As Allwyn moves forward, its success will depend on addressing the profitability challenges posed by its operations in the UK and the US, while continuing to leverage its strengths in its core European markets. Additionally, the integration of Camelot will be a crucial factor in determining the company’s long-term growth trajectory, particularly as Allwyn continues to expand its presence in the global lottery market.

Allwyn’s Q2 2024 financial results offer a mixed picture. While the company has achieved solid revenue and GGR growth across most of its markets, profitability has taken a hit, particularly in the UK and the US. The Camelot acquisition, which was completed in 2023, appears to have been a contributing factor to the overall decline in adjusted EBITDA.

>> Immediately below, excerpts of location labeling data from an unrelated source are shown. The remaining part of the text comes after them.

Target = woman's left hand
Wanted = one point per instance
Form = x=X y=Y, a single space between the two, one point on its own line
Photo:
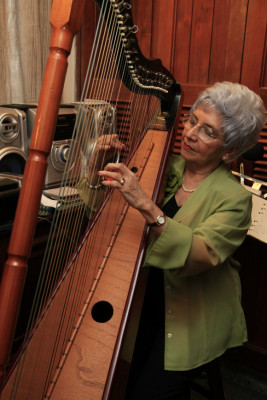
x=127 y=183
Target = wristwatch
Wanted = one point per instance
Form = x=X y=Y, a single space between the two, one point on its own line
x=160 y=220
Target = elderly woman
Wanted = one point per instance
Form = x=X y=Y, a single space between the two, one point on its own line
x=192 y=311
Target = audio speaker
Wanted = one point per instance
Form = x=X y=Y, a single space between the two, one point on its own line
x=13 y=141
x=63 y=145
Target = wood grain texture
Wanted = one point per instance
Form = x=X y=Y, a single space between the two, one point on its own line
x=24 y=37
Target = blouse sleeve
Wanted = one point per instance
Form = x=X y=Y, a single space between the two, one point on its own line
x=192 y=247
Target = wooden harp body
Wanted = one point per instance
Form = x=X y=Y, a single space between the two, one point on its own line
x=90 y=300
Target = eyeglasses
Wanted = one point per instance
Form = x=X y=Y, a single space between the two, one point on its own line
x=205 y=132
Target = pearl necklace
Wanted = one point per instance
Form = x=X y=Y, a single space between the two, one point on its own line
x=188 y=190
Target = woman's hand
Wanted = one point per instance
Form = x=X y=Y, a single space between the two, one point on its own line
x=106 y=146
x=117 y=175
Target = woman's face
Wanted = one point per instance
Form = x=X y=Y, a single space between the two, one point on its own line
x=203 y=156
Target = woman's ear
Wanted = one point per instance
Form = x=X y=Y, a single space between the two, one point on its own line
x=229 y=153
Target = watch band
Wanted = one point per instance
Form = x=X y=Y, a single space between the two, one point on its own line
x=160 y=220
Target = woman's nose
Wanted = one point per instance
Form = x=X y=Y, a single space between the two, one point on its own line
x=192 y=132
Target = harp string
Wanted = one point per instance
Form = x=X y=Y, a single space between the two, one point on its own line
x=57 y=254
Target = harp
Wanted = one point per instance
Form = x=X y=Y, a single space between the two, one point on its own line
x=87 y=286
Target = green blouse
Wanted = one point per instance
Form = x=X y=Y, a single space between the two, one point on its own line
x=203 y=313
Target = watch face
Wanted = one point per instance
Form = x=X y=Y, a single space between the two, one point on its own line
x=161 y=220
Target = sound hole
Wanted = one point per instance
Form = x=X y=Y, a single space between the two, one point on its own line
x=102 y=311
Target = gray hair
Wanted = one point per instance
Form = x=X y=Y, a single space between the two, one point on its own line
x=242 y=113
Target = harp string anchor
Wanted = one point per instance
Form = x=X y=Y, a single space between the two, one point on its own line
x=120 y=5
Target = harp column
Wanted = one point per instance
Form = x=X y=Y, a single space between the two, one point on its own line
x=66 y=17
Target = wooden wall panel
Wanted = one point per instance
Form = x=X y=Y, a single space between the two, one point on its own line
x=220 y=39
x=182 y=40
x=142 y=17
x=162 y=32
x=235 y=40
x=200 y=44
x=254 y=45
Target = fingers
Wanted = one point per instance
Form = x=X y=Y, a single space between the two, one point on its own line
x=115 y=175
x=106 y=142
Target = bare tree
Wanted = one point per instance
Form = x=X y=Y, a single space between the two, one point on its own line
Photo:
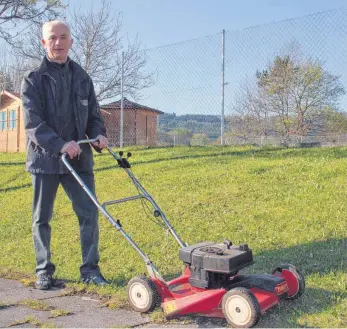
x=17 y=15
x=97 y=47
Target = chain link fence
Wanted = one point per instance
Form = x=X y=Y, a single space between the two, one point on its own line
x=282 y=83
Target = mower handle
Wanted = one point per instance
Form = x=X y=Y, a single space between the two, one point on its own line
x=81 y=141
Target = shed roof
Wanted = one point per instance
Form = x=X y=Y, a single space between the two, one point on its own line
x=128 y=105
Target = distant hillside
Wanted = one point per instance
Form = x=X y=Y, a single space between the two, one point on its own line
x=196 y=123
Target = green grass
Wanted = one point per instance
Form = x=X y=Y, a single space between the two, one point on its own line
x=289 y=205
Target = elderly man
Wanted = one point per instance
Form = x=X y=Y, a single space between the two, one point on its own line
x=60 y=108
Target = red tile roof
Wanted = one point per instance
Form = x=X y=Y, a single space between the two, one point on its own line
x=128 y=105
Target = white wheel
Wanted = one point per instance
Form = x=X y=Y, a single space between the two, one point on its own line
x=142 y=294
x=295 y=280
x=240 y=308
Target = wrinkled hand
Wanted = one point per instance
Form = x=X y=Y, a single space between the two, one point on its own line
x=102 y=142
x=72 y=149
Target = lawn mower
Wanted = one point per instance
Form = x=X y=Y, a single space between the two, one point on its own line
x=211 y=284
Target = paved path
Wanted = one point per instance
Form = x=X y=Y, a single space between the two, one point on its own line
x=84 y=312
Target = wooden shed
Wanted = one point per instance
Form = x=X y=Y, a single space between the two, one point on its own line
x=12 y=134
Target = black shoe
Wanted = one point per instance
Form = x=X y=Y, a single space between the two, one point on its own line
x=97 y=279
x=44 y=281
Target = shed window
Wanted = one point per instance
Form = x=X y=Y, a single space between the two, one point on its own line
x=13 y=119
x=3 y=120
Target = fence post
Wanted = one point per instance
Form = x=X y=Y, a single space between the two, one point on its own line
x=223 y=85
x=121 y=139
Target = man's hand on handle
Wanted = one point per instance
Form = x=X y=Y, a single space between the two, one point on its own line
x=102 y=142
x=72 y=149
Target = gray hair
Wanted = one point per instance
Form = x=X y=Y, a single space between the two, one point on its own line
x=52 y=23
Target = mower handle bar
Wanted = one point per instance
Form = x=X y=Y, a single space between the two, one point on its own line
x=102 y=207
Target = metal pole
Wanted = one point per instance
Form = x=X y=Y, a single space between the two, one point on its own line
x=122 y=104
x=223 y=85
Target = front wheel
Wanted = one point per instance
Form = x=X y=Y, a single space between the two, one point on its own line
x=241 y=309
x=142 y=294
x=295 y=280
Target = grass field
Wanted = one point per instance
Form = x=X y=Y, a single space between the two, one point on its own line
x=289 y=205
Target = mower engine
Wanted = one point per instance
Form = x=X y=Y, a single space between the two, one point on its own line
x=212 y=264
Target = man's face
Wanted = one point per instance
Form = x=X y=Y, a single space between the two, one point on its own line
x=57 y=42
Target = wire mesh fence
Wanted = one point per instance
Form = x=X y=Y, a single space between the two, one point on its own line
x=273 y=84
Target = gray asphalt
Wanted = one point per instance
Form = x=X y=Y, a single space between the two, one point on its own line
x=84 y=312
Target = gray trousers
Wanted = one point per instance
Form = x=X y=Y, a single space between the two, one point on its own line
x=45 y=189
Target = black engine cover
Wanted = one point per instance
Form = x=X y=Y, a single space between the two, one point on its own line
x=216 y=257
x=211 y=264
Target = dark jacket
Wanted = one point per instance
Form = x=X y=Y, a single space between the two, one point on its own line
x=43 y=127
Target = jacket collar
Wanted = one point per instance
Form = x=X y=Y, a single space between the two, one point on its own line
x=77 y=71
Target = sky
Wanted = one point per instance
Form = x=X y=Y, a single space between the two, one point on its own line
x=162 y=22
x=183 y=43
x=183 y=38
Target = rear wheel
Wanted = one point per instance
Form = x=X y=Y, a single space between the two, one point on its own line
x=295 y=280
x=142 y=294
x=241 y=309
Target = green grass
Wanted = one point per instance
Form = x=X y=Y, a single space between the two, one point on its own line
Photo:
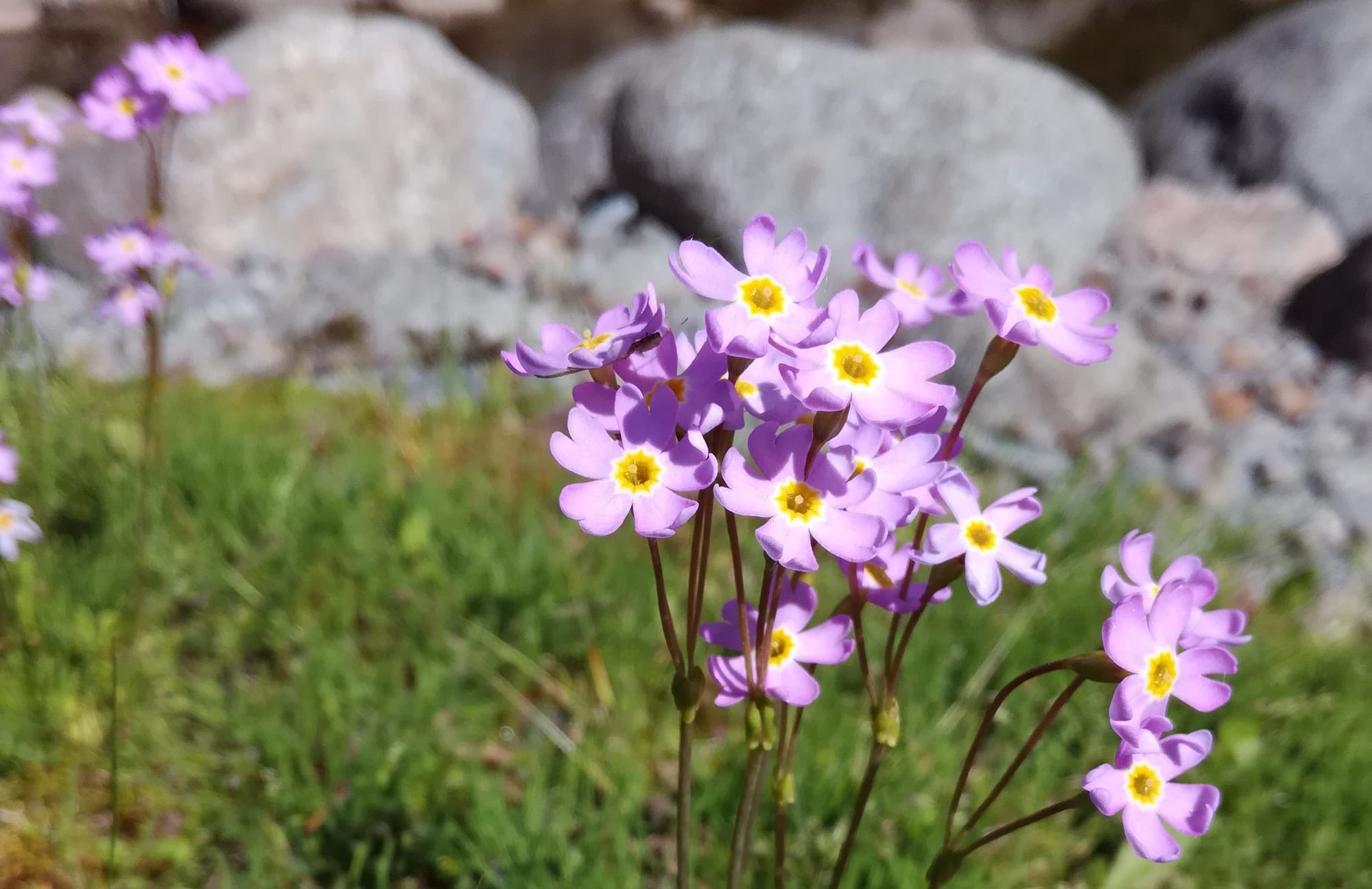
x=366 y=650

Despite these challenges, Allwyn’s core markets of Austria, Greece, Cyprus, and Italy continue to deliver steady growth, and the company’s efforts to expand its online presence are paying off. As Allwyn continues to navigate the regulatory and operational challenges in key markets, it remains well-positioned to achieve long-term growth, provided it can address the profitability issues that have surfaced in 2024.

With €2.15 billion in total revenue for Q2 and €4.26 billion for H1 2024, the company’s top-line performance remains strong, but improving operational efficiency and profitability in the UK and US will be key areas of focus going forward.